Back in 2019, T-Mobile and TacoBell announced at the Super Bowl that they’d be teaming up to create “T-Mobile Tuesdays”. Essentially, all T-Mobile’s “Un-carrier” customers were eligible to receive a free taco every Tuesday from Taco Bell. Pretty simple.

But the idea really took off and was so successful that in 2019, the two brands solidified their partnership even further by opening three “T-MoBell” stores in New York, LA, and Chicago for three days. Each store offered free tacos along with exclusive co-branded merchandise and celebrity meet-and-greets.

T-Mobile’s CEO, John Legere, expanded on the concept, saying:

“When we launched free tacos every week on T-Mobile Tuesdays, TacoBell.com had its highest online order day ever and T-Mobile Tuesdays was number one in the App Store. Since then, Un-carrier customers have snagged more than 14 million free tacos from the app!”

14 million tacos… is a lot of tacos. Touted as “the ultimate fusion” of people’s love of their phones and tacos, this co-branded experience won the hearts of consumers all over the US.

Why Was This Partnership Successful?

As Jeff Beer of Fast Company points out, “partnering up with another brand in order to combine respective audiences and fans and provide an unexpected halo to each other” is a pretty good idea in this brand-saturated world we live in.

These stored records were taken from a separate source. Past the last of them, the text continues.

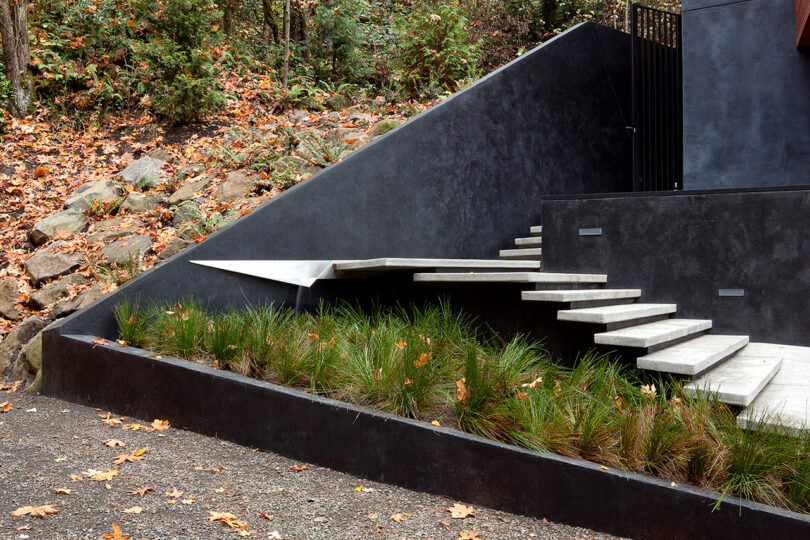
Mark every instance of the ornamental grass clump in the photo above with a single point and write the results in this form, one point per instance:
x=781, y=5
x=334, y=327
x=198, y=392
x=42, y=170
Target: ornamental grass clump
x=434, y=364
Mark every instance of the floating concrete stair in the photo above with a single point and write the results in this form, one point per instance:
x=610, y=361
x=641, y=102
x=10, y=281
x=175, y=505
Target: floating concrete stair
x=738, y=380
x=508, y=277
x=693, y=356
x=580, y=295
x=613, y=314
x=529, y=242
x=652, y=334
x=532, y=254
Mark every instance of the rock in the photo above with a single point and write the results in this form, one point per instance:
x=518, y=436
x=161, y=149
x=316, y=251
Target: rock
x=101, y=191
x=53, y=292
x=189, y=171
x=185, y=213
x=68, y=220
x=384, y=126
x=144, y=172
x=162, y=155
x=289, y=162
x=113, y=228
x=173, y=247
x=49, y=262
x=189, y=191
x=9, y=291
x=139, y=202
x=17, y=338
x=126, y=249
x=337, y=102
x=28, y=366
x=82, y=300
x=235, y=185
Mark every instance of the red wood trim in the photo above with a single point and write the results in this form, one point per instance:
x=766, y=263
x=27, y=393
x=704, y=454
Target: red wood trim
x=803, y=23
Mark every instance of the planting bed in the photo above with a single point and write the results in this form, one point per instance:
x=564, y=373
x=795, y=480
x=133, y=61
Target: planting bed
x=428, y=364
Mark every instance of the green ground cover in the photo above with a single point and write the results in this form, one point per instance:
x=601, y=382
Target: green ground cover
x=433, y=364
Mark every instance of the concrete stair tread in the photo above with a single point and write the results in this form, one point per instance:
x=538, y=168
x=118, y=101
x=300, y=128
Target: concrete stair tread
x=529, y=242
x=399, y=263
x=785, y=401
x=738, y=380
x=619, y=313
x=582, y=295
x=655, y=333
x=509, y=277
x=693, y=356
x=522, y=253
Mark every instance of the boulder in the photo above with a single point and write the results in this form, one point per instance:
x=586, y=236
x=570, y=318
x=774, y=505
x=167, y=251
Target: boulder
x=337, y=102
x=113, y=228
x=144, y=172
x=101, y=191
x=173, y=247
x=189, y=171
x=126, y=249
x=17, y=338
x=49, y=262
x=68, y=220
x=384, y=126
x=139, y=202
x=82, y=300
x=28, y=366
x=235, y=185
x=9, y=291
x=53, y=292
x=189, y=191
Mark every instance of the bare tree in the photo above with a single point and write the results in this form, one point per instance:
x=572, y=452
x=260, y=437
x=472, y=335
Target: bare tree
x=16, y=56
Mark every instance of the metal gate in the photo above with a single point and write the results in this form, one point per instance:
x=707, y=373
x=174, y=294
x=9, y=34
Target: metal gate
x=657, y=100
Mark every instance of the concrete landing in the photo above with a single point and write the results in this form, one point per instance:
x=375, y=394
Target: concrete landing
x=693, y=356
x=738, y=380
x=610, y=314
x=649, y=335
x=785, y=401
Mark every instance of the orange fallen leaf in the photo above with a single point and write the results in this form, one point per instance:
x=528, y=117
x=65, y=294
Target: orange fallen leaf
x=35, y=511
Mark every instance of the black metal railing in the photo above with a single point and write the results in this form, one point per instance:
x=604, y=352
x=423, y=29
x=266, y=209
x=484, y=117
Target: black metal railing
x=657, y=100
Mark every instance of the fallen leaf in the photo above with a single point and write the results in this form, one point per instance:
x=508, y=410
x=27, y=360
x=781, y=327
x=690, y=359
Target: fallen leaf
x=112, y=443
x=459, y=511
x=141, y=491
x=35, y=511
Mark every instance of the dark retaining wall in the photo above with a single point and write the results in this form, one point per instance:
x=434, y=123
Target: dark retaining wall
x=389, y=449
x=685, y=247
x=746, y=93
x=462, y=179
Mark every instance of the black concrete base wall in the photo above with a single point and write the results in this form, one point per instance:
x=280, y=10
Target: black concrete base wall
x=746, y=94
x=684, y=247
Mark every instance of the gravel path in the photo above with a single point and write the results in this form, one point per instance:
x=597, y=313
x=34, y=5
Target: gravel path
x=48, y=446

Getting your name out there and upping your brand awareness can be tough — even for huge, successful companies like T-Mobile or Taco Bell. After all, they’re still fighting to remain relevant and desired by their target audiences.

Playing into people’s almost obsessive love of tacos and free things, this co-branded partnership gave consumers exactly what they wanted — free food, limited-edition slushies, branded swag, and an event to get excited about.

Source: PRWeek

Plus, though each brand operates in a very different market, their brand values and personalities mesh well together. Playful, fun, and light-hearted, this collaboration was a smashing success.

Co-Branding Tips

If we can learn anything from the existence of “T-MoBell”, it’s that people are open to the slightly absurd — especially if there’s free food or merch involved.

Additionally, if you’re experiencing a good deal of success with your first round of co-branded products or services, ride the wave! Kick it up a notch and give your customers what they want.

Don’t be afraid to go a little over the top, especially if it fits well with your brand image.

Final Thoughts

Co-branding can be tricky — find the right combination and you’ll increase your brand awareness, reach new audiences, and earn increased brand recognition.

However, it’s not always as easy as it looks — think Kendall Jenner + Pepsi, Kraft + Starbucks, or even U2 + Apple. Co-branding can fall prey to bad communication, misaligned values, and poor execution.

In the worst cases, an unsuccessful co-brand doesn’t consider what it is consumers want. That’s why you need to gather consumer insights before launching something as potentially important and influential as a co-brand.

Both brands need to have a deep understanding of their target audiences — what they like, dislike, and need. Only with this kind of information can you figure out whether or not a co-brand partnership is right for you.